NEXUS addresses the challenges of tri-modal large language models by starting from a vision-language backbone and adding a lightweight audio-language alignment, coupled with an audio data synthesis pipeline to curb data and compute demands. The authors propose a modular architecture (encoder–LLM–decoder) with dedicated encoders for visual and audio streams and a shared LLM backbone, enabling outputs in language or audio modalities. Across vision, Spoken QA, ASR, S2TT, and TTS tasks, Nexus-O demonstrates competitive or superior performance to baselines, while revealing that audio input can enhance vision-language alignment in latent spaces. The work highlights practical implications for deploying omni-modal AI at industry scale with reduced pretraining requirements and improved robustness, and outlines future integration with vision generative models and broader AIGC capabilities.

Abstract

This work proposes an industry-level omni-modal large language model (LLM) pipeline that integrates auditory, visual, and linguistic modalities to overcome challenges such as limited tri-modal datasets, high computational costs, and complex feature alignments. Our pipeline consists of three main components: First, a modular framework enabling flexible configuration of various encoder-LLM-decoder architectures. Second, a lightweight training strategy that pre-trains audio-language alignment on the state-of-the-art vision-language model Qwen2.5-VL, thus avoiding the costly pre-training of vision-specific modalities. Third, an audio synthesis pipeline that generates high-quality audio-text data from diverse real-world scenarios, supporting applications such as Automatic Speech Recognition and Speech-to-Speech chat. To this end, we introduce an industry-level omni-modal LLM, Nexus.

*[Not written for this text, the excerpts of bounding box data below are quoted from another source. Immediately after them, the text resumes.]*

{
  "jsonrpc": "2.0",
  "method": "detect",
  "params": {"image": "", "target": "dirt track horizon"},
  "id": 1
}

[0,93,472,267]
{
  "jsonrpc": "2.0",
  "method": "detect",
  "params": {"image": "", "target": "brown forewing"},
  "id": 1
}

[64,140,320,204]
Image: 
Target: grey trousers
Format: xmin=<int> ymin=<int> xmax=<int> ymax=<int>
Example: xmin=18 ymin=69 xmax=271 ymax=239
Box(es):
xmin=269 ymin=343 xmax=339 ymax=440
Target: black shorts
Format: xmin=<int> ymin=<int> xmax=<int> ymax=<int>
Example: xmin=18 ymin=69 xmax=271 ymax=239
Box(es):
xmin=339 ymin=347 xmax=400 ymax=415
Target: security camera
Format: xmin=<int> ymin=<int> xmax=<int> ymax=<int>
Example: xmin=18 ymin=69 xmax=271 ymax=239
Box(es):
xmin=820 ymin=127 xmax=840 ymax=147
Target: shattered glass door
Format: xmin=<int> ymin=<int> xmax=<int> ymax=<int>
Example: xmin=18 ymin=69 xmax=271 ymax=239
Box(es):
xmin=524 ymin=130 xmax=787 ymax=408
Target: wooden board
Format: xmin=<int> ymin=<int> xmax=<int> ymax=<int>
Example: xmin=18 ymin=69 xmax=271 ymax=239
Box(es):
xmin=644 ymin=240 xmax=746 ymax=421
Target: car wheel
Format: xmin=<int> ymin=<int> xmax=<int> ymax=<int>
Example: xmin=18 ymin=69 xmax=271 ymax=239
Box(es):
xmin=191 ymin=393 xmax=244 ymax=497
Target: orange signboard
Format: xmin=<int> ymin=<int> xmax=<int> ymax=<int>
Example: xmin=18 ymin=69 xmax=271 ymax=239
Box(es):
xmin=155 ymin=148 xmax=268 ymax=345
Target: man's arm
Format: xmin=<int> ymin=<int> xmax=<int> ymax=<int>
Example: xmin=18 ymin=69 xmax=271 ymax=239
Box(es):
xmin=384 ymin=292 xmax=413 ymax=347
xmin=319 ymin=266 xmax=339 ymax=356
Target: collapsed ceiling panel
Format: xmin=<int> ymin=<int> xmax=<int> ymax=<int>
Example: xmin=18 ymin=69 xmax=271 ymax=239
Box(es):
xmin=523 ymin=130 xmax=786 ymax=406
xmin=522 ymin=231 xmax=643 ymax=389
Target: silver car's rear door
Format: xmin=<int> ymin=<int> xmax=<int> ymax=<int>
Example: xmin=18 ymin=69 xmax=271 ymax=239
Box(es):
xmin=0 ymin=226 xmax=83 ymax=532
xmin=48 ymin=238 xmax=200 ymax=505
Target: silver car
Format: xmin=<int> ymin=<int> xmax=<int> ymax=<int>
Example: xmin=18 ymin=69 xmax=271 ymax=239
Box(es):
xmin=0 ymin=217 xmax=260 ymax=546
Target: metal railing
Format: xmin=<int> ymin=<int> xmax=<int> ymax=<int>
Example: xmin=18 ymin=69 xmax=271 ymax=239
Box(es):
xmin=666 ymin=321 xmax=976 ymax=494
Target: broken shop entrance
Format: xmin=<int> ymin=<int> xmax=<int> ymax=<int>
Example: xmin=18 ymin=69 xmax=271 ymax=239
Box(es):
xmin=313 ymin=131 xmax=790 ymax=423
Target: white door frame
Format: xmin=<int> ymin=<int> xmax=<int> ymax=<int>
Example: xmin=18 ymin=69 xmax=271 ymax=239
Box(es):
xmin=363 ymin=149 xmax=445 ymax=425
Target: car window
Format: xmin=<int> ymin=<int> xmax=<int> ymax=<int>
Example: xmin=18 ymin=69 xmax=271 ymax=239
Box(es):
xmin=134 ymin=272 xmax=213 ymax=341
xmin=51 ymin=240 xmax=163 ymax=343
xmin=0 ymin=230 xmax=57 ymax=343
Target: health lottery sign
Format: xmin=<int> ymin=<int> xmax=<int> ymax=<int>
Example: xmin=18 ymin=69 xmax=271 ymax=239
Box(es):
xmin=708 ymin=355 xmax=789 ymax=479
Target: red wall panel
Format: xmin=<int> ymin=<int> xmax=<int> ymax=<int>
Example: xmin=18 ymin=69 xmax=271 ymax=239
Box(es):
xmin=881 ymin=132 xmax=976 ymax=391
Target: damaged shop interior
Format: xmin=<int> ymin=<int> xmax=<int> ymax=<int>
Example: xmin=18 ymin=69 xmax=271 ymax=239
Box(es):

Extensive experiments validate the efficacy of our pipeline, yielding the following key findings:(1) In the visual understanding task, Nexus exhibits superior performance compared with its backbone model - Qwen2.5-VL-7B, validating the efficiency of our training strategy. (2) Within the English Spoken Question-Answering task, the model achieves better accuracy than the same-period competitor (i.e, MiniCPM-o2.6-7B) in the LLaMA Q. benchmark. (3) In our real-world ASR testset, Nexus achieves outstanding performance, indicating its robustness in real scenarios. (4) In the Speech-to-Text Translation task, our model outperforms Qwen2-Audio-Instruct-7B. (5) In the Text-to-Speech task, based on pretrained vocoder (e.g., Fishspeech1.4 or CosyVoice2.0), Nexus is comparable to its backbone vocoder on Seed-TTS benchmark. (6) An in-depth analysis of tri-modal alignment reveals that incorporating the audio modality enhances representational alignment between vision and language.

Paper Structure

This paper contains 28 sections, 3 figures, 7 tables.

Figures (3)

  • Figure 1: Modularised Architecture, which is designed to accept any combination of input modalities and generates output in either the language or audio modality, where the Auto-Regressive (AR) audio decoder takes a special start token embedding and the last language embedding as input to generate the hierarchical discrete audio codes in an auto-regressive manner. These codes are subsequently fed into a pretrained audio generator to produce the final audio output.
  • Figure 2: Audio dataset synthesis pipeline, the upper component represents the text-to-audio branch, while the lower component corresponds to the audio-to-text branch. Both components incorporate an equal proportion of in house, real-world samples.
  • Figure 3: Averaged kernel-alignment score across different hidden layers. vision+audio: both visual and auditory modalities are concurrently fed into the model. The final fused representation is the last token in the sequence as the comprehensive summary of the integrated modalities. we can observe that incorporating audio modality (green bar) can result in better vision-language alignment at most hidden layers.